Winamax Poker Tour Grande Finale Chases Record Field as France’s Grassroots Pipeline Delivers Again
Every March, thousands of French poker players converge on Aix-en-Provence for the Winamax Poker Tour (WiPT) Grande Finale. Most of them paid €500 to be there. A significant number paid nothing at all.
With 3,163 entries already logged across six Day 1 flights at the Pasino Grand Partouche, the 2026 edition is tracking to surpass last year’s record field of 3,503.
But the entry count is almost beside the point — what’s more interesting about this tournament is where those entries came from.
France’s Biggest Grassroots Poker Circuit
The Winamax Poker Tour is the biggest free-to-enter live poker circuit in France. Its model is straightforward: give recreational players a realistic, low-cost path to a national final, then get out of the way.
Every season, Winamax runs a series of regional freeroll stops across the country. Players who advance earn their €500 seat to the Grande Finale at zero cost. This season covered ten live stages between October 2025 and February 2026.
Those ten stops drew 9,583 participants in total. Eight of them attracted more than 800 players each — a consistency that’s hard to achieve for a paid event, let alone a free one.
Online, the numbers are even more striking. A total of 266,063 qualification attempts were recorded across Winamax’s satellite and Expresso routes this season alone. At the end of that pipeline, 190 players earned a €500 Main Event seat without spending a cent.
The 2026 Main Event: A Record in Reach
La Finale runs across seven Day 1 flights, with Day 1g scheduled for 8 p.m. local time tonight. The 2025 record of 3,503 entries is the field to beat; whether tonight’s turnout gets there remains to be seen.
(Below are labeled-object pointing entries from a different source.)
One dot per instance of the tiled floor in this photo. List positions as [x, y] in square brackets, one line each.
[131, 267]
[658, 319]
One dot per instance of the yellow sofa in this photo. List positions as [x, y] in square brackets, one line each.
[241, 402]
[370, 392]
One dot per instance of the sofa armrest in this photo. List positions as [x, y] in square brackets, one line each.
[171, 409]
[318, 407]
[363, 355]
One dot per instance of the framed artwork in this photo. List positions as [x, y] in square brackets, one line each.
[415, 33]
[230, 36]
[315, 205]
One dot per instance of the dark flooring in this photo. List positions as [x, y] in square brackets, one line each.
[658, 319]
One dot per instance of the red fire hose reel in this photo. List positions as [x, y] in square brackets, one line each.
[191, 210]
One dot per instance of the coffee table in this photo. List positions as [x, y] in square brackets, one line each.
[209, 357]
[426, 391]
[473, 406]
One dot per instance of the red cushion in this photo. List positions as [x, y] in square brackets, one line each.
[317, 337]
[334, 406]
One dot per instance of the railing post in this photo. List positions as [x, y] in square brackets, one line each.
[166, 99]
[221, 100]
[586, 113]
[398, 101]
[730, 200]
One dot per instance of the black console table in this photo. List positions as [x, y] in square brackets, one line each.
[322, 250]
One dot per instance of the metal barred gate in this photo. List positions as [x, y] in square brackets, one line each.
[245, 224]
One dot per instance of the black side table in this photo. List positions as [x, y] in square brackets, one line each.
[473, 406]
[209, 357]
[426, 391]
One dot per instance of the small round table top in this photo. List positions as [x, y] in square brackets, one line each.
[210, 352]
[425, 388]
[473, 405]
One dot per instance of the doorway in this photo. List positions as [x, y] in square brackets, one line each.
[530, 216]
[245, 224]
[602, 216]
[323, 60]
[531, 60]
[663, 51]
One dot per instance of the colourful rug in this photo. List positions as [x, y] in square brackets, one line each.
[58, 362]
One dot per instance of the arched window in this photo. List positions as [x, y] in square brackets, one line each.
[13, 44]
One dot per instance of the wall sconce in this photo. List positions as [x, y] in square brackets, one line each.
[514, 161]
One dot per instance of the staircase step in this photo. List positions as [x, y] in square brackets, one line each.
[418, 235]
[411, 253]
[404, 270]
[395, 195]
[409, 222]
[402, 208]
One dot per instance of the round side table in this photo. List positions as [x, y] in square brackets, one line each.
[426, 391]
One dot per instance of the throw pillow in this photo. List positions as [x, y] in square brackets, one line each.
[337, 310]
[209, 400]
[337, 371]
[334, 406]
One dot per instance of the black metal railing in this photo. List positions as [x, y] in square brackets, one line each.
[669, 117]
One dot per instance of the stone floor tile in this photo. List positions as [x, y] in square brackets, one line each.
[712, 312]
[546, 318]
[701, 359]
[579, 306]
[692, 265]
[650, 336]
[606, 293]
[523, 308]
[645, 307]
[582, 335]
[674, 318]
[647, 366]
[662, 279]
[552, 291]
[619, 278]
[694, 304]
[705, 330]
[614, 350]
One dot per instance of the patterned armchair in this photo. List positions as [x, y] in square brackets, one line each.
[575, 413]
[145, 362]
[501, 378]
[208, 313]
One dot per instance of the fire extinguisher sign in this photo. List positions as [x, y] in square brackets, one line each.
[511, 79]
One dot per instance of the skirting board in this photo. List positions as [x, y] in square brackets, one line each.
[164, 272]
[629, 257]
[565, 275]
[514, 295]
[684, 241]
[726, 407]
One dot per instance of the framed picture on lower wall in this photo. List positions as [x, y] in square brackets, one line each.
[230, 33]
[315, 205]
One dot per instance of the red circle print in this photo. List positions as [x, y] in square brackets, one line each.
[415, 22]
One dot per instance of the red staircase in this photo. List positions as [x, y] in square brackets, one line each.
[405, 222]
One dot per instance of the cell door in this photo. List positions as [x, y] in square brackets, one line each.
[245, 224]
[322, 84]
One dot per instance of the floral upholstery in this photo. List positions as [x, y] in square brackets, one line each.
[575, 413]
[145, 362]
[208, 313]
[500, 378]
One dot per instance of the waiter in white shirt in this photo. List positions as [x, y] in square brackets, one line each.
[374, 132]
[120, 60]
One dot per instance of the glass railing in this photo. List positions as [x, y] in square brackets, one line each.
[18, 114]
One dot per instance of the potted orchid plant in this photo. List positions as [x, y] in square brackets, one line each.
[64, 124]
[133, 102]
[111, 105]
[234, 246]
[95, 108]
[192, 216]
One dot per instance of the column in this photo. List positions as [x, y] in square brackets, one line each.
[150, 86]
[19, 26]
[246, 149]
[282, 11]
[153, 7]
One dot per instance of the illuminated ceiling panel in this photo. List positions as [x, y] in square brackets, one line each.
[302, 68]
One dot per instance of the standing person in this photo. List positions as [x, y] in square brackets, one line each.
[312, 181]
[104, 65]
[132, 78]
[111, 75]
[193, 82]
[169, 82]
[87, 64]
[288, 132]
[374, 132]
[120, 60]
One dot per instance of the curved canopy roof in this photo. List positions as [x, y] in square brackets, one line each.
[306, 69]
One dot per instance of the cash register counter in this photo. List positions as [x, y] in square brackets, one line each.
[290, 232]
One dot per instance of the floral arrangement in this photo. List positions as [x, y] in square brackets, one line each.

Here’s where the field stands ahead of the final flight, based on live chip counts from the tournament floor:
Thibaut Garcia leads the overall field with 1,174,000 chips, the only player across any completed flight to clear the million-chip mark. Winamax Team Pro Bruno Lopes sits fourth with 873,000.
Lithuania’s Titas Gancierius is the sole non-French name in the top ten — a reminder of just how French this tournament is.
How to Reach a National Final for Free
Patrice Espinasse didn’t pay a cent to reach the 2025 Grande Finale final table. He’d qualified through a freeroll, made the trip to Aix-en-Provence, and ran deep enough to face Yoann Kaminisky heads-up for the title.
Kaminisky won, taking home €175,000. Espinasse collected €127,500 as runner-up, all of it profit .
That’s the WiPT in a sentence. Reaching a live national final here doesn’t require a significant buy-in or a backing deal — just a strong showing at a regional freeroll. The 190 players who qualified that way this season proved the door is genuinely open.
Several of them will be bagging chips when Day 1g wraps tonight.
A Festival That Keeps Growing
Two years ago, Winamax made a call that looked like a risk — pulling the Grande Finale out of Paris after 14 years and relocating it to Aix-en-Provence. It paid off immediately. The 2025 edition set an entry record. The 2026 edition is on course to break it.
The WiPT isn’t growing because it raised buy-ins or chased a wealthier player pool. It’s growing because it kept the door open — and most live poker growth stories in 2026 don’t look anything like that.
Day 2 is Saturday, March 28. The final table is on Monday, March 30, where one player will be handed the WiPT sword and crowned Champion de France de poker. Given how most of them got here, that title will mean all the more.